Un rôle ingrat, car pour toi, je suis à la fois bienfaitrice par mon aide mais également tortionnaire par les limites que je t’impose. (couper ton fil à linge pour ne plus te voir grimper sur des chaises, bouger des meubles pour ne plus que tu prennes les pieds dedans, te demander de faire des lessives plus souvent..) 

Ce matin, tu nous appelles à 4h40 car tu as fait une chute, nous courons pour arriver chez toi. 
Cette fois encore, tu as de la chance, tu n’es pas trop blessé. 
Nous bataillons pour déplacer cette foutue chaise dans le passage pour éviter que tu ne retombes, tu n’es pas arrangeant, ni tendre avec nous. 
Nous t’écoutons dire que tu aurais préféré y rester parce que tu n’es plus qu’un « grabataire ». 
Nous sortons découragés, épuisés, résignés. 
Ce n’est plus toi. 
Alors je ferme les yeux, j’accepte que cet homme amer ne soit pas toi. 

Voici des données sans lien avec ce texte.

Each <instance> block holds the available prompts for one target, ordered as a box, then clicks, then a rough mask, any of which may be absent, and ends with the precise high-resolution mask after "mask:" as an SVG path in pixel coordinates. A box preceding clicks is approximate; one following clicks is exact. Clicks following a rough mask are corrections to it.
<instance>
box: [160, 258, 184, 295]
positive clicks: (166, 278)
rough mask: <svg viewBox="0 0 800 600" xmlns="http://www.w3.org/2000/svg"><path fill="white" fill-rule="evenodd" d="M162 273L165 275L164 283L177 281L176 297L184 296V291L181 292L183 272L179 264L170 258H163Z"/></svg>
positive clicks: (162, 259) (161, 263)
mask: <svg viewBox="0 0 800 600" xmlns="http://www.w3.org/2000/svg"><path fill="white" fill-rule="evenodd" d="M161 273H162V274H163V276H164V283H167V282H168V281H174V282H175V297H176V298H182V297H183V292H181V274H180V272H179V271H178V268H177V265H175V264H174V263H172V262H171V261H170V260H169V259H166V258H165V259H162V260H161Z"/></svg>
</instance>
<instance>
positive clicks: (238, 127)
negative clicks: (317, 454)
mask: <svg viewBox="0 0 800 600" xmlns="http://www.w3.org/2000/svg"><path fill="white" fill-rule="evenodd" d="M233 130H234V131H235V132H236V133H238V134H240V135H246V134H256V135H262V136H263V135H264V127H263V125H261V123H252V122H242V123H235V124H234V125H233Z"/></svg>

Tu disparais un peu chaque jour. 
Alors je monte dans ma voiture et je repense à cette odeur de pain perdu qui m’attendait quand je venais te voir et je sais qu’en dépit des difficultés, ma place est ici et maintenant à tes côtés en souvenir de çà.

Je rentre chez moi, il est 6h, je suis fatiguée, je monte dans ma chambre où mon mari et ma fille sont endormis dans le lit. Ma fille me dit qu’elle veut dormir contre moi, je la sers bien fort dans mes bras, je respire l’odeur de ses cheveux et je me repose une heure avant de repartir au bureau. 
La vie est là, elle continue malgré tout et me donner la force de me dépasser pour toi.